- No. of episodes: 6

Release
- Original network: ITV1
- Original release: 14 January – 18 February 2019

Series chronology
- ← Previous Series 7

= Cold Feet series 8 =

The eighth series of the British comedy-drama television series Cold Feet aired on the ITV network during January 2019.

== Cast ==
===Main===
- James Nesbitt as Adam Williams
- Robert Bathurst as David Marsden
- Hermione Norris as Karen Marsden
- John Thomson as Pete Gifford
- Fay Ripley as Jenny Gifford
- Ceallach Spellman as Matt Williams

===Supporting===
- Jacey Salles as Ramona Ramirez
- Daisy Edgar-Jones as Olivia Marsden
- Sylvie Briggs as Ellie Marsden
- Jack Harper as Adam Gifford
- Madeleine Edmondson as Chloe Gifford
- Siobhan Finneran as Nikki Kirkbright
- Lucy Robinson as Robyn Duff
- Eve Myles as Karen's friend and Adam's love interest – Caitlin Henderson

== Episodes ==

| No. | Title | Directed by | Written by | Original release date | Viewers (millions) |
| 48 | Episode 1 | Rebecca Gatward | Mike Bullen | 14 January 2019. | 6.02 |
After suffering a few knockbacks, Adam starts to question whether he’s lost his mojo until he catches the eye of attractive young barista, Gemma. He’s initially cautious, but when she makes the first move and he decides to go for it, Matt’s reaction takes him by surprise. Mature student Jenny’s been throwing herself into uni life but all that looks set to change when she receives some unexpected news. Meanwhile, Pete bravely saves a young lad, Evan, from drowning but his efforts aren’t as appreciated as he might have liked.
| 49 | Episode 2 | Rebecca Gatward | Mike Bullen | 21 January 2019. | 5.45 |
Adam agrees to a suggestion from Karen and agrees to drama therapy. There, he understands some of his more unlikeable facets. Pete befriends a man he saved from a river, who is undergoing depression. Jenny's fears are revealed when she is informed that she has breast cancer.
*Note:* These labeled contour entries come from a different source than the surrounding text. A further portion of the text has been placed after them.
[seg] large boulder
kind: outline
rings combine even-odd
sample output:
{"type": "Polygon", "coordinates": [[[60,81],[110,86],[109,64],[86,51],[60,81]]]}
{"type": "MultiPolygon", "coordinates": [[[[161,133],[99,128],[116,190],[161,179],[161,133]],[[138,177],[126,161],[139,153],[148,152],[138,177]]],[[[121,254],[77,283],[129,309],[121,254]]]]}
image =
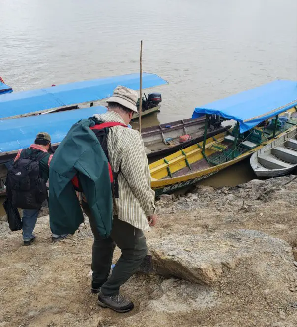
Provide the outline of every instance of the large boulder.
{"type": "Polygon", "coordinates": [[[148,242],[154,270],[194,283],[210,284],[242,261],[269,262],[276,256],[292,263],[292,249],[285,241],[256,231],[221,231],[200,235],[172,235],[148,242]]]}

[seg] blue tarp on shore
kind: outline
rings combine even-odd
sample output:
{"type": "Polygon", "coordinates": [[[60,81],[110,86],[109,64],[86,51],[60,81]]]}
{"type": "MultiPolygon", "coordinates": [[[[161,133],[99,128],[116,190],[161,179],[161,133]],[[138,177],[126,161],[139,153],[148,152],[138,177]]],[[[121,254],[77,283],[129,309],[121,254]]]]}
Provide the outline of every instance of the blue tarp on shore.
{"type": "MultiPolygon", "coordinates": [[[[0,119],[102,100],[111,96],[118,85],[137,90],[140,79],[139,73],[130,74],[3,94],[0,96],[0,119]]],[[[155,74],[143,73],[143,89],[166,84],[155,74]]]]}
{"type": "Polygon", "coordinates": [[[52,143],[60,142],[72,125],[95,114],[106,112],[103,106],[0,120],[0,154],[28,148],[38,132],[46,132],[52,143]]]}
{"type": "Polygon", "coordinates": [[[195,109],[192,118],[215,114],[240,123],[243,133],[297,105],[297,81],[277,80],[195,109]]]}

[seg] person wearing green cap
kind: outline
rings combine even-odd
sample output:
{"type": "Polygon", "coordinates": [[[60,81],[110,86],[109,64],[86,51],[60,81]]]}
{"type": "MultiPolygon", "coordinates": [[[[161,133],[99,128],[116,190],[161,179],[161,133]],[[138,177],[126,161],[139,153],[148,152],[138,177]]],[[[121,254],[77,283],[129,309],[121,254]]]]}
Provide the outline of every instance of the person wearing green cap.
{"type": "MultiPolygon", "coordinates": [[[[53,155],[48,152],[51,147],[51,136],[45,132],[40,132],[36,136],[33,144],[31,144],[28,148],[20,150],[17,154],[14,162],[19,159],[27,158],[37,159],[39,156],[44,152],[47,152],[39,161],[39,173],[40,177],[46,180],[49,179],[49,167],[53,155]]],[[[24,245],[30,245],[36,238],[33,234],[37,219],[40,211],[37,209],[24,209],[23,210],[23,239],[24,245]]],[[[68,234],[57,235],[52,234],[52,240],[54,242],[65,238],[68,234]]]]}

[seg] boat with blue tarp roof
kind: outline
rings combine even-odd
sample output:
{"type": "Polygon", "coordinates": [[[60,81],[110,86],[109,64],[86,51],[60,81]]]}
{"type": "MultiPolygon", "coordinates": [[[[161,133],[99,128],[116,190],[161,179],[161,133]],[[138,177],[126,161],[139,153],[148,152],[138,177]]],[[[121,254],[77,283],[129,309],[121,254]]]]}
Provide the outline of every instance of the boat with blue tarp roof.
{"type": "Polygon", "coordinates": [[[193,118],[210,115],[236,122],[232,130],[150,165],[157,196],[188,186],[250,156],[297,128],[297,81],[278,80],[195,108],[193,118]]]}
{"type": "MultiPolygon", "coordinates": [[[[64,111],[78,108],[79,105],[87,103],[90,103],[92,106],[94,102],[111,96],[118,85],[138,90],[140,78],[139,74],[129,74],[3,94],[0,97],[0,119],[64,111]]],[[[143,89],[167,84],[166,81],[155,74],[144,73],[143,75],[143,89]]],[[[159,110],[160,94],[151,97],[149,94],[147,100],[148,104],[144,106],[143,115],[159,110]]]]}

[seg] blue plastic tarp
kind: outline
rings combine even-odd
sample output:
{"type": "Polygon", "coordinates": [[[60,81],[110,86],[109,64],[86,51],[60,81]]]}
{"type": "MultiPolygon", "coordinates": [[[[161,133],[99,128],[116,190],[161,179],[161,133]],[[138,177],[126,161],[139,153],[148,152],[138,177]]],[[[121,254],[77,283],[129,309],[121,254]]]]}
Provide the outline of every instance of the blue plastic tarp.
{"type": "Polygon", "coordinates": [[[105,107],[100,106],[0,120],[0,153],[28,148],[34,143],[38,132],[49,133],[53,144],[60,142],[77,121],[106,111],[105,107]]]}
{"type": "Polygon", "coordinates": [[[192,118],[215,114],[240,123],[240,132],[297,105],[297,81],[278,80],[196,108],[192,118]]]}
{"type": "MultiPolygon", "coordinates": [[[[3,94],[0,97],[0,118],[102,100],[111,96],[118,85],[137,90],[139,83],[139,74],[130,74],[3,94]]],[[[143,75],[144,89],[167,83],[155,74],[144,73],[143,75]]]]}
{"type": "Polygon", "coordinates": [[[0,95],[12,92],[12,88],[0,81],[0,95]]]}

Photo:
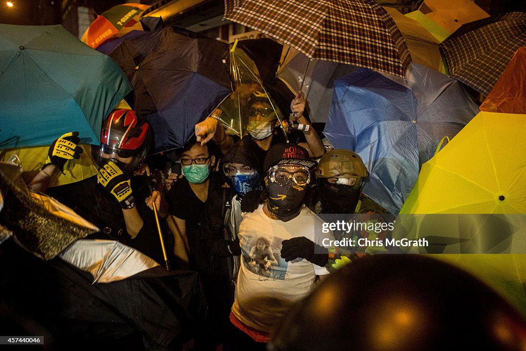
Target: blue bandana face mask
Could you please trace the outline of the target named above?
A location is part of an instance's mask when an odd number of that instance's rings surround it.
[[[244,195],[252,190],[262,188],[259,181],[259,174],[255,171],[252,174],[238,173],[229,178],[236,192],[240,195]]]
[[[183,166],[183,173],[185,174],[185,177],[190,183],[200,184],[208,177],[208,175],[210,174],[210,167],[207,164]]]

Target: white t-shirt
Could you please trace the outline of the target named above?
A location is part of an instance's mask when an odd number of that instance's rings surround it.
[[[239,226],[241,267],[232,312],[245,324],[269,332],[294,303],[308,295],[316,275],[329,274],[302,258],[285,262],[281,242],[305,236],[321,245],[332,234],[321,232],[323,221],[307,207],[284,222],[269,218],[262,206],[244,214]]]

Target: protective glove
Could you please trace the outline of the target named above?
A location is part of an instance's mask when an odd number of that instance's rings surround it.
[[[329,250],[327,248],[320,246],[305,236],[284,240],[281,245],[281,258],[287,262],[301,257],[320,267],[323,267],[329,260]],[[315,250],[323,253],[315,253]]]
[[[248,192],[241,200],[241,210],[242,212],[254,212],[259,206],[259,197],[262,191],[252,190]]]
[[[104,188],[119,202],[123,208],[135,207],[135,199],[132,194],[129,176],[124,174],[117,165],[109,161],[104,168],[98,170],[97,179]]]
[[[241,246],[239,245],[239,238],[230,242],[228,246],[228,252],[235,256],[241,255]]]
[[[78,132],[67,133],[55,140],[49,146],[46,163],[42,166],[42,169],[49,165],[54,165],[64,174],[66,161],[80,158],[82,148],[78,146],[80,141]]]

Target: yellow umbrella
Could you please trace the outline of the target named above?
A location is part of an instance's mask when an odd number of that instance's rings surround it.
[[[404,16],[421,24],[428,32],[437,38],[439,43],[442,43],[451,35],[452,32],[446,31],[419,10],[407,13]]]
[[[481,112],[422,166],[400,213],[526,213],[526,115]]]
[[[413,61],[442,73],[446,73],[442,55],[438,48],[438,39],[418,21],[393,7],[384,8],[394,21],[407,44]]]
[[[405,230],[393,236],[445,243],[440,250],[452,253],[432,256],[474,275],[526,316],[526,255],[459,253],[524,252],[524,224],[510,215],[526,213],[525,128],[526,115],[478,114],[422,165],[397,219]],[[433,250],[441,252],[416,252]]]
[[[526,316],[526,255],[427,255],[469,272],[500,293]]]
[[[425,0],[418,11],[451,33],[490,16],[471,0]]]
[[[83,149],[80,158],[75,160],[74,162],[67,162],[64,167],[64,174],[53,177],[49,184],[50,187],[79,182],[97,174],[97,167],[92,162],[91,145],[81,144],[79,146]],[[49,148],[49,146],[37,146],[4,149],[0,151],[0,162],[7,162],[13,154],[16,155],[24,168],[22,175],[24,181],[29,184],[44,165]]]

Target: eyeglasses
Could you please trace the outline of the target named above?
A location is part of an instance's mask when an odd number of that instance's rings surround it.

David accepts that his girlfriend will provide for both of them, while Karen warns her daughters of the dangers of the internet.
| 50 | Episode 3 | Rebecca Gatward | Mark Brotherhood | 28 January 2019. | 5.50 |
The gang go to a music festival to support Adam and his band. David enjoys the perks of festival life a little too much, Adam and Karen try to out-festival each other and Jenny lives it up with her college friends.
| 51 | Episode 4 | John Hardwick | Jan McVerry | 4 February 2019. | 5.49 |
David is homeless and penniless. Jenny has a lumpectomy. Karen sets Adam up to date her friend Caitlin.
| 52 | Episode 5 | John Hardwick | Debbie Oates & Ian Kershaw | 11 February 2019. | 5.46 |
David is living in an airport, until his friends realise and rally round. Jenny starts chemotherapy. Chloe, Jenny's daughter, asks Pete to adopt her. Adam splits up with Caitlin, and he and Karen finally admit their feelings for each other.
| 53 | Episode 6 | John Hardwick | Mike Bullen | 18 February 2019. | 5.58 |
Adam and Karen are enjoying the excitement of their fledging relationship, but are all too aware that their secret will need to come out sometime.

==Production==
ITV commissioned an eighth series of Cold Feet, the third since its 2016 revival, on 30 October 2017. The series began filming in Manchester on 19 March 2018 and continued until July. It will begin airing in January 2019.